[ExI] Avoiding bad black swan events

Dan dan_ust at yahoo.com
Sun Dec 23 23:41:40 UTC 2012

On Friday, December 14, 2012 12:56 PM Adrian Tymes <atymes at gmail.com> wrote:
> On Fri, Dec 14, 2012 at 2:05 AM, Rafal Smigrodzki <rafal.smigrodzki at gmail.com> wrote:
>> Those who think the US government will
>> help them in a Black Swan, rather than being the main cause
>> and focus of the event, are fooling themselves.
> That is overstating things, I think.  Look at, for instance,
> Hurricane Sandy.  The US government was not the main
> cause of the event, and it demonstrably helped many of
> those harmed by the unusual weather.
> (The exact level, and how much it should have done
> and/or should have been prepared, is debatable - but it
> wasn't the cause and it did help in many cases.)

The "Black Swan" event isn't really Hurricane Sandy here. Storms of this sort are rare, but anyone with long term attitude would see that they happen every several decades. A true black swan would be more like an unknown unknown, where crunching data beforehand and looking at history is unlikely to be a good guide to what might happen.

And Taleb, in his recent book, doesn't really talk so much about how to forecast such black swans. Instead, he seems, in my understanding, to think the enterprise of forecasting them is dubious and likely to make one overconfident. And he seems, again, in my understanding, to counsel making people, things, and institutions more "anti-fragile" not so much because we know the likelihood of a black swan but because we don't and fragile things are guaranteed to break given enough time. (To be sure, anti-fragile things will break too, they just usually take longer and they don't require every tiny shock to be avoided. Think of how, for instance, if you hot box a plant rather than growing it outside. Now, there might be good reasons to do this, but it's likely that any small change in the plant's environment is likely to "break" it. The outdoor plant, facing ups and downs of temperature, moisture, light, etc. is likely to not be broken by any little shock. A
 big enough shock, of course, will still do it in.)

Back to the government involvement here, it does set up a fragile system along several lines, most of which relate to perverse incentives -- incentives to take risks one wouldn't otherwise do, such as buy a home one couldn't otherwise afford or put it in a location that insurance not subsidized by the government won't cover. (Government flood insurance itself sets up a perverse incentive as the tax base ends up subsidizing people to live in areas of high flood risk.

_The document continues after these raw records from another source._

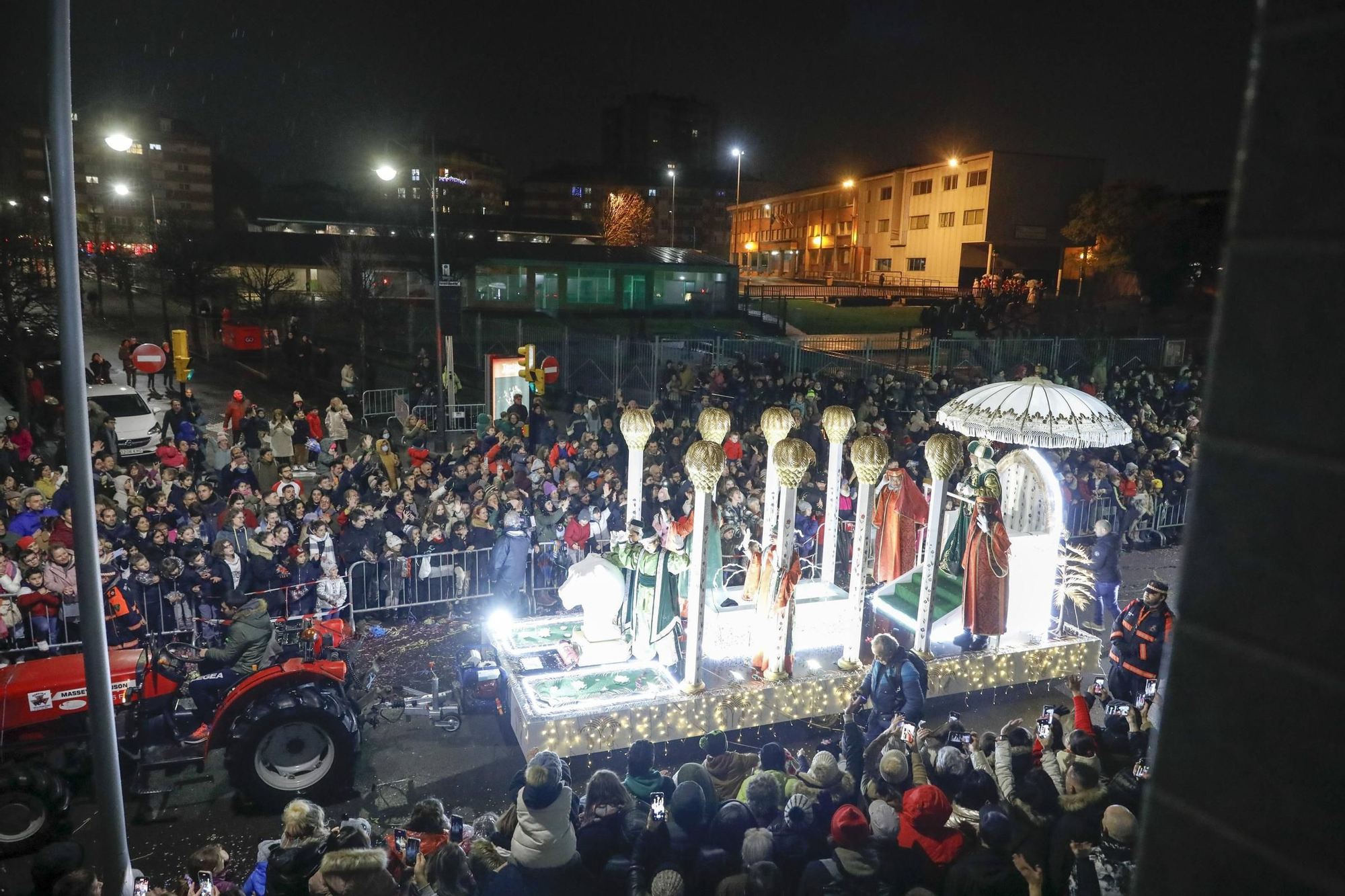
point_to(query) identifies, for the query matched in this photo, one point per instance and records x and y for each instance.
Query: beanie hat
(668, 883)
(892, 767)
(884, 821)
(758, 846)
(716, 743)
(849, 827)
(543, 780)
(688, 805)
(773, 756)
(824, 771)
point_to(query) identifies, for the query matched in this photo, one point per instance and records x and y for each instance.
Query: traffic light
(181, 356)
(528, 369)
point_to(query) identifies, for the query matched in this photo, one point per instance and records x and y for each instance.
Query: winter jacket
(845, 872)
(985, 872)
(290, 868)
(544, 837)
(509, 561)
(1082, 823)
(650, 783)
(353, 872)
(1139, 639)
(247, 642)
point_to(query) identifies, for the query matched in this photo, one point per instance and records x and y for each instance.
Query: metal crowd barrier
(380, 403)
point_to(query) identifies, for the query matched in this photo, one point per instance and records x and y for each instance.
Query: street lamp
(738, 193)
(673, 174)
(387, 173)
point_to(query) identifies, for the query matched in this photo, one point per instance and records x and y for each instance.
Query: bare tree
(29, 317)
(263, 283)
(358, 292)
(626, 220)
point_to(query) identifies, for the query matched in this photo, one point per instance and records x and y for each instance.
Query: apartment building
(131, 170)
(939, 224)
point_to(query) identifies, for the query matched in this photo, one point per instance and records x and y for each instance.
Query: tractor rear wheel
(294, 743)
(33, 799)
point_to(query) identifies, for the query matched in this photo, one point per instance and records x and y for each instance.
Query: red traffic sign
(149, 358)
(551, 368)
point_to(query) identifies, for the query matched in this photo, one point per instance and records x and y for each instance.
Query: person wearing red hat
(853, 866)
(235, 412)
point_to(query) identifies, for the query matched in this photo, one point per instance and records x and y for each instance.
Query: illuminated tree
(626, 220)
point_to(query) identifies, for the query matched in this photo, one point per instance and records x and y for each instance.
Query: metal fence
(461, 417)
(377, 404)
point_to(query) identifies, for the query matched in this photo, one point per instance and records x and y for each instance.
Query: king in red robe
(899, 513)
(985, 587)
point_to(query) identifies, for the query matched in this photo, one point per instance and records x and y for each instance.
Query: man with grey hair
(1106, 565)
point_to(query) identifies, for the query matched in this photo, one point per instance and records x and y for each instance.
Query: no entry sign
(149, 358)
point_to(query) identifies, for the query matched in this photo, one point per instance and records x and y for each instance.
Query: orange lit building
(941, 224)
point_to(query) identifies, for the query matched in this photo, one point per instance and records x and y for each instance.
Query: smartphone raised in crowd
(412, 850)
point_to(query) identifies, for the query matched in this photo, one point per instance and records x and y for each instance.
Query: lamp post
(673, 235)
(388, 173)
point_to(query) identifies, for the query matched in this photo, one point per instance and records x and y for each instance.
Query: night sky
(298, 91)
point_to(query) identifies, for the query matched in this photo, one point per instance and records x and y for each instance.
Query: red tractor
(290, 729)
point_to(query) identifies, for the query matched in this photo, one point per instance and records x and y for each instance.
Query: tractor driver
(245, 650)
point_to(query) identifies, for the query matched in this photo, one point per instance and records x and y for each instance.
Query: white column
(783, 563)
(696, 595)
(930, 569)
(855, 623)
(832, 524)
(634, 483)
(773, 498)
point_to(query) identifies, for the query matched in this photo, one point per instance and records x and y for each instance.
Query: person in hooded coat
(509, 563)
(988, 869)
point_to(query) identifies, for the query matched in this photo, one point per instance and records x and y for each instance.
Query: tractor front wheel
(294, 743)
(33, 799)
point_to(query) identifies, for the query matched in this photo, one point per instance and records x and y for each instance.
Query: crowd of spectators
(1046, 809)
(293, 506)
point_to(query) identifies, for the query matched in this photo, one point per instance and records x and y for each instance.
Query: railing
(380, 403)
(461, 417)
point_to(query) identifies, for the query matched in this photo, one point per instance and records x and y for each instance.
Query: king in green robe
(649, 615)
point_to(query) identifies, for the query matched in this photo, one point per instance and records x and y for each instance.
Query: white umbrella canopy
(1035, 412)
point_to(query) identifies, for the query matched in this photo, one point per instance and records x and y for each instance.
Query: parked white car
(138, 424)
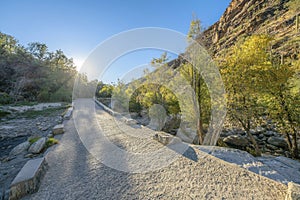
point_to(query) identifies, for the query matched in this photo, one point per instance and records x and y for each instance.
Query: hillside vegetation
(256, 46)
(33, 73)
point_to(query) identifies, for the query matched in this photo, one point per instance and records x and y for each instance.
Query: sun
(78, 61)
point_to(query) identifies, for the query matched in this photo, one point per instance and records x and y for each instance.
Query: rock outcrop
(247, 17)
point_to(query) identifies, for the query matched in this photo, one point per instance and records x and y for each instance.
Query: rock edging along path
(75, 174)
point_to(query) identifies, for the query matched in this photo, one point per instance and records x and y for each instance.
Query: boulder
(19, 149)
(187, 135)
(236, 141)
(58, 129)
(278, 142)
(38, 146)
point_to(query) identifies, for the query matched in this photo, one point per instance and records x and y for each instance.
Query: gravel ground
(75, 174)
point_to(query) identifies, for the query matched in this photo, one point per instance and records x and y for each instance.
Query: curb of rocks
(128, 121)
(293, 191)
(29, 177)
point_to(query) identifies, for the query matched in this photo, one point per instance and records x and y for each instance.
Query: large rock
(278, 142)
(293, 192)
(19, 149)
(28, 179)
(58, 129)
(187, 135)
(236, 141)
(38, 146)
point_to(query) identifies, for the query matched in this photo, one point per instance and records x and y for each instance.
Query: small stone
(278, 142)
(19, 149)
(58, 129)
(236, 140)
(38, 146)
(293, 192)
(269, 133)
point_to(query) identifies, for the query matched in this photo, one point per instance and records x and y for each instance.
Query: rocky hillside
(247, 17)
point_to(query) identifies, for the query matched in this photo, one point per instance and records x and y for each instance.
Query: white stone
(27, 180)
(293, 192)
(58, 129)
(38, 146)
(19, 149)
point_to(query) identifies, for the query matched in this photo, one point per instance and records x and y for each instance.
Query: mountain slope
(246, 17)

This isn't to say people consciously choose to live in these areas because the insurance is subsidized, but, at the margin, this lowering of the costs creates an incentive -- by removing or lessening a disincentive -- to make a bad choice.) Another broader fragility is the kind of debt levels encouraged by government -- through several factors, including overall inflation and taxing savings (which reduces the incentive to save overall) -- which puts people more at risk when a genuine black
 swan happens.

Of course, one could argue Sandy was a black swan from the perspective that many people simply didn't expect it: in other words, it's a black swan for them, though perhaps not for one paying a bit more attention to the hurricane record of the last century and not understanding thing like power laws. Granted. Even in this case, the fragility is in living in a location where the risk of flooding is high even if one doesn't know how often such floods might happen or what might cause them. 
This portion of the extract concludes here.